Researchers from York University found that students who participate in Friendship in Action’s program experience reduced levels of stress and a marked increase in levels of well-being. In addition, students who participate develop a better understanding of the sources of stress in their lives, better strategies to handle these stressors, and improved communication skills. Finally, enrolled students demonstrate increased empathy and kindness for others, often becoming more effective student leaders in the process. Meanwhile, teachers and administrators find that students who attend the program perform better in class, bully (or are bullied) less frequently in school and are sent to the office less often for discipline.
How old are the students who participate in the program?
Currently, the program is open to middle school students, age 10-14, in Grades 5 to 9. At each school, students who participate are divided into small groups by age, with no more than 10 to 12 per group.
How long is the program?
The program consists of eight, one-hour sessions that take place during an eight-week period in the fall, winter, or spring.

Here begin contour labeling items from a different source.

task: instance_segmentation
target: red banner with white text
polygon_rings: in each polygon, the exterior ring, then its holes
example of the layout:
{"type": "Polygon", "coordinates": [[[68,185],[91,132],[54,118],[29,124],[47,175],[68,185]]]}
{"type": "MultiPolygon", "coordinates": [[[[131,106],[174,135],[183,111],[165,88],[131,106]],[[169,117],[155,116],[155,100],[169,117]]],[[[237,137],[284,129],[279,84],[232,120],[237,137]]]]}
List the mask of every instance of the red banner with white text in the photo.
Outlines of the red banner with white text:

The eight sessions take place during class time.
Who runs the sessions?
The sessions, while monitored by two trained adult facilitators from Friendship In Action, are run by the students, who establish group norms, practice their active listening skills, and create a safe space in which all participants feel comfortable sharing.
Where are the sessions held?
The sessions generally take place in a quiet classroom in the school, behind a closed door. Students are seated on chairs in a small circle during the session, where they can share their experiences openly and confidentially.
How do you determine which students should be enrolled in the program?
We don’t. The students choose to enroll in the program themselves. More specifically, before the program kicks off at a school, two Friendship in Action staff members will spend 10-15 minutes in selected classrooms, introducing the program to students and explaining the concepts of confidentiality, respect and mutual support that underpin the program. Students who indicate interest on a yes/no form are given a consent form for guardians to sign and return. The school’s principal then divides the self-selected students into groups of 10-12, informs the students’ respective teachers, and the program begins.
What schools are eligible to enroll in the program?
All public or independent schools that are located in the Greater Toronto Area and who serve students from Grade 5 to Grade 9 are eligible to enroll in the program.
What role do the school’s administrators, staff, and teachers play?
None, if they wish. However, we find that the program runs most smoothly when principals understand how the program works and its benefits, and are able to explain its importance to the school’s teachers and parents. In addition, teachers can play an important role by supporting the students participating in the program and allowing them to leave class if necessary. Finally, schools that designate a school contact for the program (e.g., a teacher, assistant principal or social worker), who can help to remind kids to attend the program and let the Friendship in Action team know about upcoming school trips, for example, can make the program run more smoothly and effectively for everyone involved.
Are the facilitators qualified to run the program?
Yes! All of the Friendship in Action facilitators are former or current licensed teachers, who have deep experience working with middle-school students and have been trained to guide youth through the peer support process. In addition, all of the facilitators have received clearance to work in the Toronto District School Board schools from Toronto Police Services.
How much does the program cost?
An eight-week series of one-hour sessions, as well as the initial introductory classroom visits, costs $1,500. Discounted fees are available for schools serving large populations of socio-economically disadvantaged youth.